In [None]:
import pandas as pd
from preprocessing import get_preset
import numpy as np
from sklearn.model_selection import cross_val_score, KFold
from sklearn.linear_model import LogisticRegression
import random

from sklearn.model_selection import RepeatedStratifiedKFold, RandomizedSearchCV
from scipy.stats import loguniform, randint, uniform
from sklearn.metrics import classification_report, confusion_matrix, f1_score
from sklearn.preprocessing import StandardScaler
from sklearn.pipeline import Pipeline
from sklearn.compose import ColumnTransformer

from sklearn.linear_model import LogisticRegression
from sklearn.svm import LinearSVC
from sklearn.calibration import CalibratedClassifierCV
from sklearn.ensemble import RandomForestClassifier, HistGradientBoostingClassifier
from sklearn.neighbors import KNeighborsClassifier


In [None]:
SEED = 42
np.random.seed(SEED)
random.seed(SEED)

In [None]:
train_values = pd.read_csv("../data/train_set_values.csv")
train_labels = pd.read_csv("../data/train_set_labels.csv")
test_values  = pd.read_csv("../data/test_set_values.csv")
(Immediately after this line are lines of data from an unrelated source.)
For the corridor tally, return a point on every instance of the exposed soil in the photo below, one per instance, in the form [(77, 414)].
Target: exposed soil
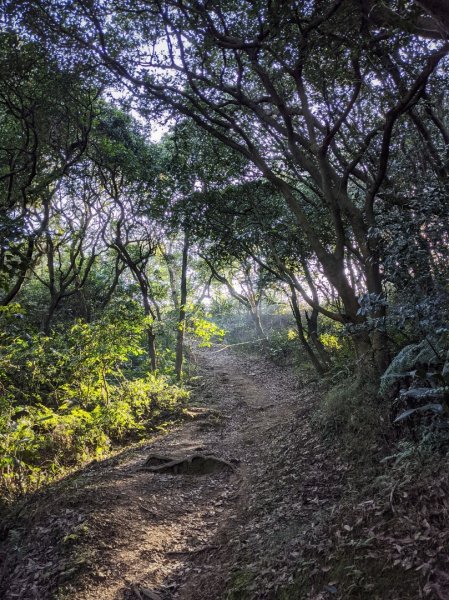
[(115, 530), (280, 517)]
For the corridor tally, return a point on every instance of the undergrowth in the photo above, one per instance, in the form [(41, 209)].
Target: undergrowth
[(73, 396)]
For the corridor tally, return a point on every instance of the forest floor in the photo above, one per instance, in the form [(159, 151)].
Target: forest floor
[(287, 520)]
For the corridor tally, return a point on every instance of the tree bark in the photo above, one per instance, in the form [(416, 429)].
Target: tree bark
[(182, 309)]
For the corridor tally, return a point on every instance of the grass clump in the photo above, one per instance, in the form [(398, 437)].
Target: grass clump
[(353, 414)]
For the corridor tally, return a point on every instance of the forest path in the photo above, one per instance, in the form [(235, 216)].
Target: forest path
[(133, 534)]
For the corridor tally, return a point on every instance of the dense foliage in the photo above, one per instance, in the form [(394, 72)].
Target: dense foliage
[(303, 170)]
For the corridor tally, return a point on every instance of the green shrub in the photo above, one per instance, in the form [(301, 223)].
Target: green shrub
[(353, 413)]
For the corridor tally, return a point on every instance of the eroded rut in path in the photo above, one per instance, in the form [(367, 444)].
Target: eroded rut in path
[(160, 535)]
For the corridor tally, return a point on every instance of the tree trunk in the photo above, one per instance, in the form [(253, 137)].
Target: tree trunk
[(312, 330), (305, 344), (182, 309), (151, 337)]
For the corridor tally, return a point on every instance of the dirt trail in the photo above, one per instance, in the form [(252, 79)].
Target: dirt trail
[(119, 533)]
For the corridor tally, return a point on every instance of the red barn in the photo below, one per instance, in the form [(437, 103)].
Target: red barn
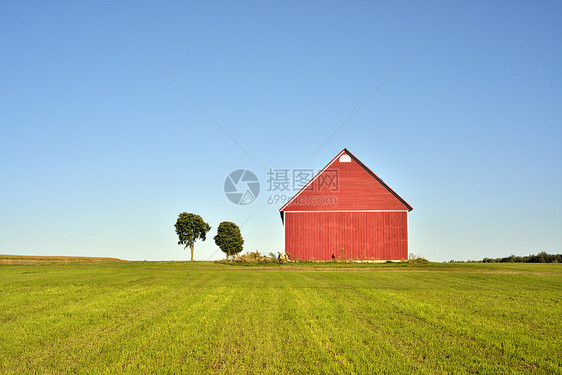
[(346, 211)]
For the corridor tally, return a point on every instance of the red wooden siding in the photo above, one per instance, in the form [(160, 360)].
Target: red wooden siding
[(362, 235), (355, 189), (346, 206)]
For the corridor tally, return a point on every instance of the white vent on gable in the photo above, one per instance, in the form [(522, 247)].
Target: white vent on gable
[(345, 158)]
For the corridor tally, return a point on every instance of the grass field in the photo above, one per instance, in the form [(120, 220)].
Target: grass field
[(108, 316)]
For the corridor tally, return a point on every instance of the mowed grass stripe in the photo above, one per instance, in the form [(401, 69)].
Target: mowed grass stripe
[(212, 318)]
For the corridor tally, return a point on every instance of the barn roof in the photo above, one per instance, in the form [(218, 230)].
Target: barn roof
[(393, 200)]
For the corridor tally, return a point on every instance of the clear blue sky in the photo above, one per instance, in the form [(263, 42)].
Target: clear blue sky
[(101, 150)]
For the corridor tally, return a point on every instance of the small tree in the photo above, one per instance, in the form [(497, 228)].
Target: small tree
[(229, 238), (190, 228)]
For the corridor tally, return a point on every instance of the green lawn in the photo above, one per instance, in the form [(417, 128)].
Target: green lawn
[(151, 317)]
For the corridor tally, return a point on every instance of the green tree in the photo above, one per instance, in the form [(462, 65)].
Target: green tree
[(229, 238), (190, 228)]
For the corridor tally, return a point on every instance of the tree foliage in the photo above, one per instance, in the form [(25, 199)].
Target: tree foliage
[(229, 238), (190, 228), (541, 257)]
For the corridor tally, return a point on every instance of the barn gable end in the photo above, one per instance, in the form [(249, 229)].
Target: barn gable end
[(346, 208)]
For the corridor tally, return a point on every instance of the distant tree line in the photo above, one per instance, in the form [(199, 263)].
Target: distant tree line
[(541, 257)]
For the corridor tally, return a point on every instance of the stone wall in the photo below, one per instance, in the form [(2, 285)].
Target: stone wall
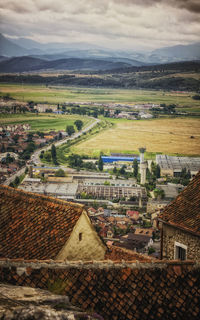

# Merge labels into train only
train_df = pd.merge(train_values, train_labels, on="id", how="left")

preset_name = "log_transform+remove_correlated+feature_engineer"
pre = get_preset(preset_name, list(train_df.columns))

train_processed = pre.fit_transform(train_df)
test_processed  = pre.transform(test_values)

print("Train shape:", train_processed.shape)
print("Test  shape:", test_processed.shape)

print(sum(train_processed.isna().sum()))
print(sum(test_processed.isna().sum()))

In [None]:
#sTarget = "status_group" == col. for col in train_processed.columns 
train_processed.head()

In [None]:
# Example: assuming train_processed and test_processed are pandas DataFrames
# Split features (X) and target (y) from train_processed
X = train_processed.drop(["status_group"], axis=1)
y = train_processed["status_group"]

model = RandomForestClassifier(
            n_estimators=400, max_depth=None, class_weight="balanced_subsample",
            n_jobs=-1, random_state=SEED
        )

# kf = KFold(n_splits=5, shuffle=True, random_state=SEED)

# scores = cross_val_score(model, X, y, cv=kf, scoring="r2") 

# print("Cross-validation scores:", scores)
# print("Mean CV score:", np.mean(scores))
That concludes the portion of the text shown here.